Closes FLEX-WP-0005 T04. Validates ADR-003's commitment to shape the
standalone core for cheap Topaz adapter work.
Spike output:
- docs/topaz-mapping-spike.md — vocabulary map (subject, group, tenant,
knowledge_base, document, plus parent / owner_team / reader / steward /
member relations), Rego module shape, decision envelope, wire-protocol
ranking (gRPC primary, REST fallback, embedding rejected), schema
restatement recommendation, implications for FLEX-WP-0002 / 0004.
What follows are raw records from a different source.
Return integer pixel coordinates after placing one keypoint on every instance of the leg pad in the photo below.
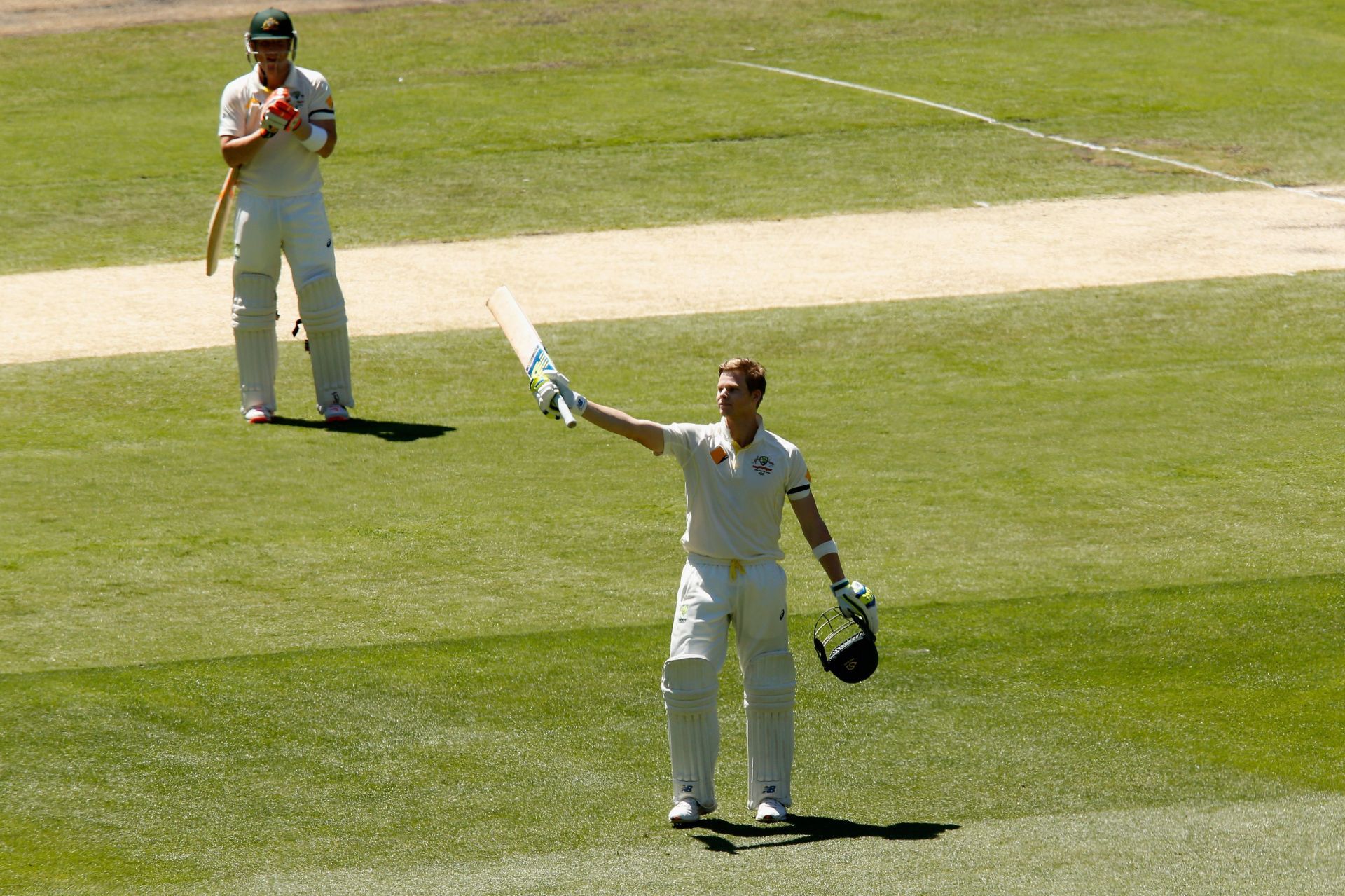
(254, 339)
(768, 684)
(323, 310)
(690, 694)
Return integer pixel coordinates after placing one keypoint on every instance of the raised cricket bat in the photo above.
(522, 337)
(219, 221)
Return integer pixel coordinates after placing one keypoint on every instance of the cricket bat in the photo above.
(522, 337)
(219, 221)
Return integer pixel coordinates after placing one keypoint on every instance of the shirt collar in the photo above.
(728, 438)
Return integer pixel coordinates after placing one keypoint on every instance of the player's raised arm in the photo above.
(646, 432)
(555, 385)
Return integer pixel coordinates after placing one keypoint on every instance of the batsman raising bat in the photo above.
(738, 478)
(275, 124)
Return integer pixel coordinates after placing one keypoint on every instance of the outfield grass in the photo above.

- examples/topaz/ — runnable docker-compose deploying Topaz with the
flex-auth-shaped manifest. seed and probe one-shots cover three
scenarios: alice (steward) allow, bob (group→reader) allow, eve
(outsider) deny. End-to-end green on 2026-05-16:
probe: steward-allow OK (check=true)
probe: reader-allow OK (check=true)
probe: outsider-deny OK (check=false)
probe: all checks passed
Key findings recorded as Implementation Notes in the spike doc:
- Rego input contract bridging (Topaz raw shape ↔ flex-auth canonical
shape) is adapter scope, not core scope.
- Topaz identity objects are a Topaz convention; the adapter
materializes them at directory import time.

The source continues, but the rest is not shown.